Through our hands, Christ can reach out to touch the grieving and hurting with healing and comfort. While He was on earth, Jesus touched lepers (Matthew 8:3)—something that others would never do for fear of becoming infected, and also because it would make them ritually impure—and gave them dignity and healing. He was always ready to act radically and compassionately—and to touch the untouchable.

And one of Christ’s followers who did just that was Mary Reed, an American missionary to India. After visiting a leper colony and witnessing their suffering, she decided to minister to them, which involved touching them and nursing their wounds. Soon, she caught the disease herself, and moved into the leper colony, where she became its chief. That position allowed her to preach Christ, which resulted in many converts and the establishment of a church within the colony. Reed served Christ in the colony until she died in 1943, at the age of 84. Through her hands, lepers saw the hands of Jesus and felt His loving touch, and turned to Christ in response.

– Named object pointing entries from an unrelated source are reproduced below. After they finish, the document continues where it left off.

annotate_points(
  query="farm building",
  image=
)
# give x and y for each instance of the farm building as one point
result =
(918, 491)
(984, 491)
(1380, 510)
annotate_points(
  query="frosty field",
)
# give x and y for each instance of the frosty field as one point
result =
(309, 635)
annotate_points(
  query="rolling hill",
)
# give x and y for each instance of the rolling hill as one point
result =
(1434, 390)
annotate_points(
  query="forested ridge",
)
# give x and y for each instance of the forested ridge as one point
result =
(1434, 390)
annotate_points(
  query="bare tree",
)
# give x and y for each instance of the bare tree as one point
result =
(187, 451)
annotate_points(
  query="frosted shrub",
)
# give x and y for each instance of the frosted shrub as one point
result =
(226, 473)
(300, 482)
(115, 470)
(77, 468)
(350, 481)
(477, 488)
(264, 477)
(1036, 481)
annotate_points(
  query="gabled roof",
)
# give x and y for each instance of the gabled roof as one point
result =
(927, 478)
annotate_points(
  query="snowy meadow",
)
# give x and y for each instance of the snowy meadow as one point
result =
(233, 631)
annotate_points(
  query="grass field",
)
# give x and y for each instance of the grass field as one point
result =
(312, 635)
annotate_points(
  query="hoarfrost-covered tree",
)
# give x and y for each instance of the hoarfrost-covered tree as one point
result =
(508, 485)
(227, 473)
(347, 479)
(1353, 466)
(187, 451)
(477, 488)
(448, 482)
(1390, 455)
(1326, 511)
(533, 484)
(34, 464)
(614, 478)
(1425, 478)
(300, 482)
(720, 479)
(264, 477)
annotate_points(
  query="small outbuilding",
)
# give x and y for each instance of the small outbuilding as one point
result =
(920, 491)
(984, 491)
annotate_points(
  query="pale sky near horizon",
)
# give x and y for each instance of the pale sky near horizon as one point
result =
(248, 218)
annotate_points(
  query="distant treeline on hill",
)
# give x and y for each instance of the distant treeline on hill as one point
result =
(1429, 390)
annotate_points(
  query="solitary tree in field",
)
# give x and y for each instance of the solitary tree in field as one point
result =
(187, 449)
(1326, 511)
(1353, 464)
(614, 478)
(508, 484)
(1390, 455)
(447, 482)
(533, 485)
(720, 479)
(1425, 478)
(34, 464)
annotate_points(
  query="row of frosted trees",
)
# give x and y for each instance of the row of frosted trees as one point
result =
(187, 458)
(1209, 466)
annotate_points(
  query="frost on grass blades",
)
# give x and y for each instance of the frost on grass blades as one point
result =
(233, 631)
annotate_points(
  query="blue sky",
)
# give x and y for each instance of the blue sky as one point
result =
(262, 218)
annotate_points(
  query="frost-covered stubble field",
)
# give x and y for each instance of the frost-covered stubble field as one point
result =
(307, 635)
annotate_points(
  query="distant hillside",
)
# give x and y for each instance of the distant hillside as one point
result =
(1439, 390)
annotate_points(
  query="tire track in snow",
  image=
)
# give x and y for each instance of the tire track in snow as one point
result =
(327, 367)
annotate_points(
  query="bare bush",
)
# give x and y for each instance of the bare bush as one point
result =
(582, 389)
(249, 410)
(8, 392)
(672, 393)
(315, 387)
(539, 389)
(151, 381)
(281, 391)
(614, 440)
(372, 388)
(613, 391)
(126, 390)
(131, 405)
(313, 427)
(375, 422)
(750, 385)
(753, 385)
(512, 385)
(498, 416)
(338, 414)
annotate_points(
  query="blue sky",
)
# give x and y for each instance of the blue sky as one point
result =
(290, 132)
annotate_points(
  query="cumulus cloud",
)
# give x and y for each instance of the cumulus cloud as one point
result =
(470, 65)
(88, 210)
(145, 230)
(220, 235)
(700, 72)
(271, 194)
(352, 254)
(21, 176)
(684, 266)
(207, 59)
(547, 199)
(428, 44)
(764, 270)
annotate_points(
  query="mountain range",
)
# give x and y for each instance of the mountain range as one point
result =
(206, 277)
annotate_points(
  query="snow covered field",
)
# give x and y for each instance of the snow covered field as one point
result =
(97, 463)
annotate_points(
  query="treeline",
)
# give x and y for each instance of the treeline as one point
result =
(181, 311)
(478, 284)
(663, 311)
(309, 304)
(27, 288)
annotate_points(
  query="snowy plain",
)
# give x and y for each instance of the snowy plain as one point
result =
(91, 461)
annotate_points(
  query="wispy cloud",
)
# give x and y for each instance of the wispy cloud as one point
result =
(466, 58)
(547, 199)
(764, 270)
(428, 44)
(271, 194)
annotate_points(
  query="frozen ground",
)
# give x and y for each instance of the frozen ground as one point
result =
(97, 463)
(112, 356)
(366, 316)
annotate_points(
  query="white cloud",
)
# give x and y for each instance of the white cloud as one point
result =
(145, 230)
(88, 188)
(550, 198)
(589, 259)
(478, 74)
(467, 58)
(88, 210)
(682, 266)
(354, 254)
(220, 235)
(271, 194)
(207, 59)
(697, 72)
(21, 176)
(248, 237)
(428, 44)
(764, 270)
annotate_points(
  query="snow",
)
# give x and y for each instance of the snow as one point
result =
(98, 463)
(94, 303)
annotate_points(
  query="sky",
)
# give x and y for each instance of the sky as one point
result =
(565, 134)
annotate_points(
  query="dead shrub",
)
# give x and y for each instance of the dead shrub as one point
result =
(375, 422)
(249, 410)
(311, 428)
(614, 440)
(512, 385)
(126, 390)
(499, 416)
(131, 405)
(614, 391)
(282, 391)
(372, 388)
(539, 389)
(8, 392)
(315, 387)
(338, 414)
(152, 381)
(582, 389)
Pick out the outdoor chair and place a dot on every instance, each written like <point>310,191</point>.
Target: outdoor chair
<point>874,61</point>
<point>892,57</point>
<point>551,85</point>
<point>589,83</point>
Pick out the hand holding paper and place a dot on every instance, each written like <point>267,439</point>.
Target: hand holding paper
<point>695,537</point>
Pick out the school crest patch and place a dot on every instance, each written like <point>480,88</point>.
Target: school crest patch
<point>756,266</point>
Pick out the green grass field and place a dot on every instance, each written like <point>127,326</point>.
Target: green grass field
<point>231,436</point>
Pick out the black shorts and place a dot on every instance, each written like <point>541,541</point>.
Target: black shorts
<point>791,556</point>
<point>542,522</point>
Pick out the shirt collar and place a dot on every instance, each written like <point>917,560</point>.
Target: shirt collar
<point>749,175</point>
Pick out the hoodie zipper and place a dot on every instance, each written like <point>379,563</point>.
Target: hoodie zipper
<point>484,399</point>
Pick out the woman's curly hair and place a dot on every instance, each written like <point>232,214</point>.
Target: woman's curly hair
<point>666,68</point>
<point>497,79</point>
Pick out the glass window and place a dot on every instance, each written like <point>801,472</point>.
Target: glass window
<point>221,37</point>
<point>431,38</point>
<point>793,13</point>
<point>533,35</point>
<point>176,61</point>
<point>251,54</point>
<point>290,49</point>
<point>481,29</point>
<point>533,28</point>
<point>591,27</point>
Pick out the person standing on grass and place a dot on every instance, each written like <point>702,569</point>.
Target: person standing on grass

Christ walks today with our feet. In Romans 15:20, Paul spoke of his desire to “preach the gospel where Christ was not known”. The apostle was ready to go where Jesus wanted to be. He was ever-willing to be an instrument of His Lord, who had said, “Whoever serves me must follow me; and where I am, my servant also will be” (John 12:26). Perhaps there is a desperate alcoholic whom Jesus wants to visit. Or a forgotten orphanage that He wants to drop in on. Or an unknown tribe in a remote jungle, that has not heard the good news about Him. Who will go to these people? Will any Christian feet bring the presence of Jesus to them? Will you go?

The words of God to the prophet Isaiah are still being heard today. “Whom shall I send? And who will go for us?” (Isaiah 6:8). When we respond to God in faithful obedience and consecrate ourselves to Him, Christ will use our hands, our feet, our mouths, our eyes, and our ears as His own. We will see as He sees, hear as He hears, speak as He speaks, and do as He does. He is thus incarnated in our lives as Saviour and Lord, reaching out to the lost world. As Robert Murray McCheyne once observed, “It is not great talents God blesses so much as great likeness to Jesus.”